Day 7:  Determined to avoid the disaster of the previous day, as soon as the kids are up and fed, I hustle them off to the science museum.  We go see the real dinosaur exhibit, then look at the wild animal dioramas, then we go to the kids' center.  They run around and play hard for 3 hours, then go home for lunch and a rest. J gets off work early, and my time as a stay-at-home mom officially comes to an end.


That night, one of the daycare teachers comes over to babysit and J and I go see The Girl with the Dragon Tattoo.  It's really great (the movie, too!).

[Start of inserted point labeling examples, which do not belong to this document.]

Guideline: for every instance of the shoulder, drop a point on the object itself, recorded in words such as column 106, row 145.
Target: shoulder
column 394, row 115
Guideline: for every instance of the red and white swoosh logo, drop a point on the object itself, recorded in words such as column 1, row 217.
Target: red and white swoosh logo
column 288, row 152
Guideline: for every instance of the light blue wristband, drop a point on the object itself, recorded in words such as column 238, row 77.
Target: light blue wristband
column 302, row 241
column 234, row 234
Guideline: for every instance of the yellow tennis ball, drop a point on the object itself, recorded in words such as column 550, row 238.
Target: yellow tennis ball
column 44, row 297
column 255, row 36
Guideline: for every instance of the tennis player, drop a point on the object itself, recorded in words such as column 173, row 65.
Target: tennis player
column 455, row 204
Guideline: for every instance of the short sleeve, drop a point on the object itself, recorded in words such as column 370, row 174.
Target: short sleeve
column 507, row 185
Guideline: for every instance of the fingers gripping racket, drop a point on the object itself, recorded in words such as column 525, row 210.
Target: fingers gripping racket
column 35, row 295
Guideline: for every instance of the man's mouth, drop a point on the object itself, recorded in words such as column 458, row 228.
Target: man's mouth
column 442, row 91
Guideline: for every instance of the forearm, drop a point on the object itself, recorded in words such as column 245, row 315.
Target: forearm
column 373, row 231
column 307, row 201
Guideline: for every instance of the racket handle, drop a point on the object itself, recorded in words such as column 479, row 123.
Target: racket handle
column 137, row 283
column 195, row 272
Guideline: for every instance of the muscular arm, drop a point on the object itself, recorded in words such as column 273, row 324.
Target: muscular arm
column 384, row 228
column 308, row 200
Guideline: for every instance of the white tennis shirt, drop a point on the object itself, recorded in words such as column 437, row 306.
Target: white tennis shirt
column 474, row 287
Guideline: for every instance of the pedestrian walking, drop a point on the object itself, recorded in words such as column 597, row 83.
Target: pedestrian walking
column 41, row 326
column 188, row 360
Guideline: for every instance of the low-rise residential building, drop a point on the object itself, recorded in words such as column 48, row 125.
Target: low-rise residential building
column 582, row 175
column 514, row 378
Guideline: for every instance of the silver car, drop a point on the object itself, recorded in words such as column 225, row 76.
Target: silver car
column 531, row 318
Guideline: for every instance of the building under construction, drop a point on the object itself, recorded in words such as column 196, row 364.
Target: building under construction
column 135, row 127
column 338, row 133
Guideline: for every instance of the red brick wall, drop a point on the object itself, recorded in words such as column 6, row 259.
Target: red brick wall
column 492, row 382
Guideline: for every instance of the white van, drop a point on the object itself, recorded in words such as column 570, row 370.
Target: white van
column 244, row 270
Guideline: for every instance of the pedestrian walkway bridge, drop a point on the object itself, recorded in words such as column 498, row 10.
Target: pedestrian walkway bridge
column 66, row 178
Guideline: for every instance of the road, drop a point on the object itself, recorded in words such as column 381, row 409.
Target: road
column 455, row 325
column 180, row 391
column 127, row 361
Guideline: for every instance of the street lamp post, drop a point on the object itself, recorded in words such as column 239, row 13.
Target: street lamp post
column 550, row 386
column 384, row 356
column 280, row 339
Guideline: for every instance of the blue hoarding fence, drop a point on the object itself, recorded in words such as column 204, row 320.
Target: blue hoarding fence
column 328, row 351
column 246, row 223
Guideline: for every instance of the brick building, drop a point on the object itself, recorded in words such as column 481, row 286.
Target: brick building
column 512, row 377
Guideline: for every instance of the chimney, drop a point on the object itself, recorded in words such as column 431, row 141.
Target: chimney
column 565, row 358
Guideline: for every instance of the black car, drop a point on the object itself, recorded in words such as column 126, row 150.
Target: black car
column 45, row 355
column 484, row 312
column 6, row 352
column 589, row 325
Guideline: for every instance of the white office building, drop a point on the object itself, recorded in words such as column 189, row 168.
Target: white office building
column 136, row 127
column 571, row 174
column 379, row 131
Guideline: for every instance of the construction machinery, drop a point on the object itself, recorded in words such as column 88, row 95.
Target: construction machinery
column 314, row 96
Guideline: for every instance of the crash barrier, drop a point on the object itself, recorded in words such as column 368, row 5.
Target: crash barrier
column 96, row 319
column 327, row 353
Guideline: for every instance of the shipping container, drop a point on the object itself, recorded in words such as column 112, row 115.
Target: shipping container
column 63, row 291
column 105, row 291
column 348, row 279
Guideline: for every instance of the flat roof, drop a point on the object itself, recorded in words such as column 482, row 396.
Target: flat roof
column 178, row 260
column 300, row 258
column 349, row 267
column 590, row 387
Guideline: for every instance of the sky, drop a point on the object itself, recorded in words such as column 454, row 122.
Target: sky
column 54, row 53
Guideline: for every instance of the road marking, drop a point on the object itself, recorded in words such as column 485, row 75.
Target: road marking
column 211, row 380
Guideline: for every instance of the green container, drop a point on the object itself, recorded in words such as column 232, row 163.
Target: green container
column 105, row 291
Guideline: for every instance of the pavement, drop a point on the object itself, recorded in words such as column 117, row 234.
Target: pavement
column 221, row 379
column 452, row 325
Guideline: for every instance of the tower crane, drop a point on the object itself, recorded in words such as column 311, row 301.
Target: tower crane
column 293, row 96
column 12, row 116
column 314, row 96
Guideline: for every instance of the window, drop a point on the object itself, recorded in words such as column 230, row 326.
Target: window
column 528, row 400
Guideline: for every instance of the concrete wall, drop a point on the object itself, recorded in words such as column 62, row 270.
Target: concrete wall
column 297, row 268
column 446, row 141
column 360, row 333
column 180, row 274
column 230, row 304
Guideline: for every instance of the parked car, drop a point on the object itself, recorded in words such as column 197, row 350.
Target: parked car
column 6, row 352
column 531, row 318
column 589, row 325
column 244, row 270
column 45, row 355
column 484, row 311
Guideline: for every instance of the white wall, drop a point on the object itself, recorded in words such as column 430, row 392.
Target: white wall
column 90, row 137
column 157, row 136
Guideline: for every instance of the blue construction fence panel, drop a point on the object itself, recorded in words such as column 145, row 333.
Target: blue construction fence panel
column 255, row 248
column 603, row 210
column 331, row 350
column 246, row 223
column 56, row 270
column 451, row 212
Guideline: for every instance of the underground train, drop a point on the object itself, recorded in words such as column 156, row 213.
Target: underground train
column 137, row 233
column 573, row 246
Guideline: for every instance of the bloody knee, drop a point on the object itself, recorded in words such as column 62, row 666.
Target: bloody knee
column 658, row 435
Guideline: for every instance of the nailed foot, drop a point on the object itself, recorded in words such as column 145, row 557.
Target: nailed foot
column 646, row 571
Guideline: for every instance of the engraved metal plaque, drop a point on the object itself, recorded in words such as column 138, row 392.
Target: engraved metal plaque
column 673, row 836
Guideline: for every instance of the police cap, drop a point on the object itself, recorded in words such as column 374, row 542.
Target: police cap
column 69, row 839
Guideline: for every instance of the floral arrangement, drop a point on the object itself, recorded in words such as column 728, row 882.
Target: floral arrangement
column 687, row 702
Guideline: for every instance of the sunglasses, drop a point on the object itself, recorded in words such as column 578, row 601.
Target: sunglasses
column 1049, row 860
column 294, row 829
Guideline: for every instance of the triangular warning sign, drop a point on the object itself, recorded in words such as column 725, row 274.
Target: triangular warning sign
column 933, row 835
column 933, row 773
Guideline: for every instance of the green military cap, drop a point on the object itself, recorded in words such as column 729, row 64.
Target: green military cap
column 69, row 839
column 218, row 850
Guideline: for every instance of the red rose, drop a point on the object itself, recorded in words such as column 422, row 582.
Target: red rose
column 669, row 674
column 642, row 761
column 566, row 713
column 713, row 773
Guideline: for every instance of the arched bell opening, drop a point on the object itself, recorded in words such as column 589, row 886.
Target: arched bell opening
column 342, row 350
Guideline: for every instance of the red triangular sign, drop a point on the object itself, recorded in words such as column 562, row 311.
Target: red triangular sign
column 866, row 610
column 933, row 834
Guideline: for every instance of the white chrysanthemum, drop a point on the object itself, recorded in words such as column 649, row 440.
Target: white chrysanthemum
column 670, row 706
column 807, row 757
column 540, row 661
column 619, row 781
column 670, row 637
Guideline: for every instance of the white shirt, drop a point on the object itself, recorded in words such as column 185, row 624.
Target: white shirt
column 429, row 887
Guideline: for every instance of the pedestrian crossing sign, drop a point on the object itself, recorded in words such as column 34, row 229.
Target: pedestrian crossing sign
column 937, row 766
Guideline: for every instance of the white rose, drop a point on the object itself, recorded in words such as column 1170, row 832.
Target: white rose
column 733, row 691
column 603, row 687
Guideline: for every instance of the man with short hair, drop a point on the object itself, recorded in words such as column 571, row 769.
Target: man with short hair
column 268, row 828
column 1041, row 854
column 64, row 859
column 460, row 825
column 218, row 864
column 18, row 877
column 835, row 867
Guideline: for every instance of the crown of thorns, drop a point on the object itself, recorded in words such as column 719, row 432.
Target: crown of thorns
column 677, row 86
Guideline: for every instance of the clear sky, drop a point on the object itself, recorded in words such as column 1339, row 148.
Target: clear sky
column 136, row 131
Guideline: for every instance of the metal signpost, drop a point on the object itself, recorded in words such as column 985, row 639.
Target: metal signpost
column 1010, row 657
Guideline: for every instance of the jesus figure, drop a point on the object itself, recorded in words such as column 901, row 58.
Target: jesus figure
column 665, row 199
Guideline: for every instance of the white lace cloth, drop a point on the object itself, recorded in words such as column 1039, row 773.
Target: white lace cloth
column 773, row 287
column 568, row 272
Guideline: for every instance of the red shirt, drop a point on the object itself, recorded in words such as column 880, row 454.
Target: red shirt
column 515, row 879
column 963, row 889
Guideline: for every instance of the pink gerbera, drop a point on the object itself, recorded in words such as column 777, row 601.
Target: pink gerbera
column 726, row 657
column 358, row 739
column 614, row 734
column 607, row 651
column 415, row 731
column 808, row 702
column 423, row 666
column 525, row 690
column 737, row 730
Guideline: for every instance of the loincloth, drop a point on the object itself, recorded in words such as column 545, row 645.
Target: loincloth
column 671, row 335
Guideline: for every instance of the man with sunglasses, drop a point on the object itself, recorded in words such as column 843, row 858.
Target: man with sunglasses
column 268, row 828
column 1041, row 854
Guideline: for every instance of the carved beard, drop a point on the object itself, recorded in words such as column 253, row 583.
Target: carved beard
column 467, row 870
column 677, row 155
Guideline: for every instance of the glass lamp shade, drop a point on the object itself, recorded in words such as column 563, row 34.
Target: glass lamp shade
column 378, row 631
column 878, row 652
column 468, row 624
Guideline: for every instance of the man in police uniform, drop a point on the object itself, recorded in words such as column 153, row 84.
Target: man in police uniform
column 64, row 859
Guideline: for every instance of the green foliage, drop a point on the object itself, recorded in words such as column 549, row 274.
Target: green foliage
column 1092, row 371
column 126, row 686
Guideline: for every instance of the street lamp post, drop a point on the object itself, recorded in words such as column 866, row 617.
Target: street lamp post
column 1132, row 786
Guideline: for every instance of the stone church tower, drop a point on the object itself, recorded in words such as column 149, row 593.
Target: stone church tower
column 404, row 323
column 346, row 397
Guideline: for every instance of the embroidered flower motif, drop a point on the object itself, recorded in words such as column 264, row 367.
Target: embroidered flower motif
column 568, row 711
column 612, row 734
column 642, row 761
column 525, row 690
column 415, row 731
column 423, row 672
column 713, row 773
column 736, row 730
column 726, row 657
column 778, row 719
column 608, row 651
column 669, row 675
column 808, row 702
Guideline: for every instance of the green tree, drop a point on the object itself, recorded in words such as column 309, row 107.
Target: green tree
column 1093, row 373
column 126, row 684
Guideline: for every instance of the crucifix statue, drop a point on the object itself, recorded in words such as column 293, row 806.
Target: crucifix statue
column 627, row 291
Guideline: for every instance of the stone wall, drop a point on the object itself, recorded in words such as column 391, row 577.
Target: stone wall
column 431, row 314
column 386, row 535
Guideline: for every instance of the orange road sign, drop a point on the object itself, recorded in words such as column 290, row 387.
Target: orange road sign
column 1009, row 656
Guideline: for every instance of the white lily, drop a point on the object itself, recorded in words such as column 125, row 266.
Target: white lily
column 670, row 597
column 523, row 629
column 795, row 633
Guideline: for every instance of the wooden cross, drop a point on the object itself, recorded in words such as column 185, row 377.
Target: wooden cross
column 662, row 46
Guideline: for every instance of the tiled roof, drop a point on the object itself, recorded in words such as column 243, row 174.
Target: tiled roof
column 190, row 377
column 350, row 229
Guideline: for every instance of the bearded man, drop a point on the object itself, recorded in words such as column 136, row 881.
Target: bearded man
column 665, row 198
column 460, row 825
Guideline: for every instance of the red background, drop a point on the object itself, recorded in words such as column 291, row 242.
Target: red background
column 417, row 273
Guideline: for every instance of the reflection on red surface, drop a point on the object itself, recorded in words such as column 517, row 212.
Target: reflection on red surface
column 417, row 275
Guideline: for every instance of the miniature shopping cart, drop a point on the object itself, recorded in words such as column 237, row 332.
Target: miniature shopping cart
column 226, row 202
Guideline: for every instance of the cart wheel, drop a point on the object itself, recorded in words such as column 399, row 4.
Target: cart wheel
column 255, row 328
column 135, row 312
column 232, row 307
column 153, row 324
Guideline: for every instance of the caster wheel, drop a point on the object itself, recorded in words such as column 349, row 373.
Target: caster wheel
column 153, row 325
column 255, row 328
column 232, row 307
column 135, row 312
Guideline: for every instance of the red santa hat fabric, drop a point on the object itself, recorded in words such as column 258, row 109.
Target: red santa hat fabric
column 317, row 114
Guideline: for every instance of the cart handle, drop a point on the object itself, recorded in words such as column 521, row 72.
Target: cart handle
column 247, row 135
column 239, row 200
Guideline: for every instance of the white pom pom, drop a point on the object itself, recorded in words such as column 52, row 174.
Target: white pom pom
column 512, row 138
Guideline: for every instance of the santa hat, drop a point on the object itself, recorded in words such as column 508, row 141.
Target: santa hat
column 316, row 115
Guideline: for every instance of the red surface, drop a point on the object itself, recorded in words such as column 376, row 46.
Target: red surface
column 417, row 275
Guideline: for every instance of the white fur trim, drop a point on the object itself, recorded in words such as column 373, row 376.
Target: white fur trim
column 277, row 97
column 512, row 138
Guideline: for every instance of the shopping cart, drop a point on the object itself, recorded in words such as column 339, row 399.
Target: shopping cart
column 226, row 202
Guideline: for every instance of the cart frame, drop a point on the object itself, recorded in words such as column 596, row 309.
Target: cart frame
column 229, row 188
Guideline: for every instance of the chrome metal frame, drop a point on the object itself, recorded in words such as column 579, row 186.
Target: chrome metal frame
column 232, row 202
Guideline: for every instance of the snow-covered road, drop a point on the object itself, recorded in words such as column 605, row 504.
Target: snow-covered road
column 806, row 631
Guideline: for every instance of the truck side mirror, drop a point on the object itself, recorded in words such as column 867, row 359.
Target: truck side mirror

Day 8:  I had been planning to take a solo ski day, but the weather is shitty -- crazy gale force winds that end up forcing most of the ski resorts to close their lifts -- plus my uncle and his family are in town and invite us to have lunch with them at the Four Seasons.  We take the kids and manage to eat and get out of the hotel without anyone getting injured or summoning the fire brigade.

That night it's New Year's Eve.  We had been planning to go up to Frisco for the weekend to stay in a friend's condo, but the condo is under renovation so we can't use it.  We go over and visit some friends in the neighborhood around dinner time, but go home at 7:30.  J and I are asleep by 10:30.  Woop-dee-freakin'-doo.

We do, however, manage to take a picture of us kissing for the cover of our 2011 yearbook.  Every year since we've been married, we have made a yearbook and the cover shot has always been one of us kissing. This year, we had never taken a kissing shot, so we got it in under the wire.


[Interior shots of a messy house.  Toys on the floor. Crumbs on the floor. Garbage pails needing to be changed.  Matchbox 20's How Far We've Come plays.]

Day 9:  Another write-off of a day.  Nobody has slept well.  Everyone is tired and grumpy.  I try to clean the house.  I spend all day cleaning, and every time I turn around, a child is making a mess behind me.  Even when they're ostensibly trying to help.  I clean the kitchen 3 times and it's still a mess.


I manage to get out of the house to pick up my new skis, which have been in the shop getting bindings put on.  Come hell or high water, I am taking a ski day before going back to work.

[Shots of the Rocky Mountains and cars driving on the highway in the early morning.  The end of Martin Luther King's "I Have a Dream" speech, where he says, "free at last" is playing in a voice-over.]

Day 10:  I leave the house by 6 and get to Copper Mountain by 8.  I have a cup of coffee and head out to the lift when it opens.  I proceed to ski my ass off for the next 3 1/2 hours.  The lift lines are non-existent and I rarely stop to rest, so I'm just going up and down and up and down the mountain.  My new skis are awesome.  I'm flying.

Heading up the Super Bee lift.
My legs turn to jelly by around 12:45, so I head back to the car and go home.

I'm happy to see my children again.  We go for walks and watch football and get to bed early, ready to begin the new year in earnest.

[Shot of the kids under closing credits.  Louis Armstrong's What a Wonderful World plays.]